Humility – The Path to Perfect Knowledge
If everyone had a strong desire all the time, then nobody would back down and allow someone else to fulfill their desire, which would result in competition. Thus, humility is an indispensable ingredient of cooperation. This humility is the new ‘rope’ that is sometimes tight and sometimes loose. It restrains the person from fulfilling the desire, but the object of desire is perceived in the heart through remembrance caused by desire.
The ‘rope’ of material restraint is called sattva-guna and it is the feeling of “I am”; rajo-guna tries to expand this “I am” while tamo-guna contracts the “I am”. The ‘rope’ of spiritual restraint is humility; it constitutes the feeling of “I am not” which constricts the soul, while desire expands it to “I am”. The soul never exceeds the bound of “I am” and mostly it remains “I am not”.
In the Śikṣāṣṭakam of Sri Chaitanya, the first verse deals with the destruction of the material knot and the remaining seven verses with the intensification of the spiritual knot. Right from the second verse, a feeling of regret, remorse, guilt, and humility are described, which intensify successively. Like material experience is obtained at seven levels—morality, intentions, beliefs, thoughts, abilities, sensations, and objects—similarly, there is a corresponding tier of intensifying religious experience.

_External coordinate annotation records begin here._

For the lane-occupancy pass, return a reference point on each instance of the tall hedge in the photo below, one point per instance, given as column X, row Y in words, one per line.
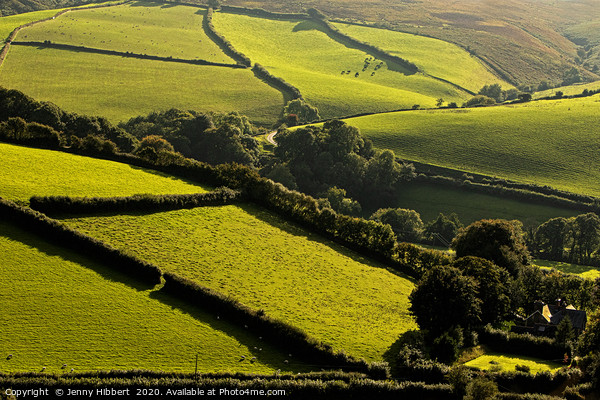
column 223, row 43
column 522, row 344
column 57, row 232
column 272, row 330
column 144, row 202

The essence of that experience is that the desire increases in proportion to remorse. And knowledge grows in proportion to desire. Thus, to increase knowledge, one increases the desire, and to increase the desire one increases the remorse. We can call this the duality between desire and remorse. Just as the material world is duality outside (hot and cold) while the soul seeks harmony and peace within through reconciliation, the spiritual world is marked by consistency outside but intensification of inner conflict. The idea that we become happy due to ‘peace’ is limited to the destruction of the material knot; inner conflict is celebrated spiritually, because under these conflicts the soul sees how God has innumerable contradictory qualities.

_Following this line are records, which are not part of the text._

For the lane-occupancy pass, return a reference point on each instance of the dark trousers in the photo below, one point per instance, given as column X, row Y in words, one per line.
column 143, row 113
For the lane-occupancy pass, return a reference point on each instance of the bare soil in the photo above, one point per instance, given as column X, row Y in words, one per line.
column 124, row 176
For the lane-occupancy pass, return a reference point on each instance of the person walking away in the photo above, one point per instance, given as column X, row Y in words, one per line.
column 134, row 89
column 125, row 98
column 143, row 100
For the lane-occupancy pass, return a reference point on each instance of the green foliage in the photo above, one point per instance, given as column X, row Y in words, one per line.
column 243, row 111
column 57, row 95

Diverse Interpretations of Reality
If one seeks ‘peace’ in the heart, the desire is tailored to produce a vision of reality as oneness. But if one has an ‘inner conflict’ between desire and humility, then the desire produces the vision of one comprised of contradictory opposites; God is both honest and deceitful, He is both attached and detached, He is both powerful and weak. This vision of God is perfect, but we cannot get it with inner peace. It is possible only when we are ourselves conflicted, because knowledge is a byproduct of our desires; if I have that conflict, then reality is also seen conflicted.
Ultimately, all happiness and all knowledge is produced by the soul, and the same reality can be perceived differently. If my emotional state is that of peace, then I will perceive Brahman. If my emotional state is one of diversity without any conflicts, then I will perceive Paramātma. But if my emotions are conflicted, then I will see Bhagavān who is the composite of opposites.
The knowledge of reality is completely dependent on the soul’s desire. Therefore, we don’t ask what reality is by itself; we say which desire leads to which realization. Your conviction in that realization is also produced as the cognition is consistent with the emotion. The cognition itself is not the source of conviction; it is you desire being fulfilled that creates conviction.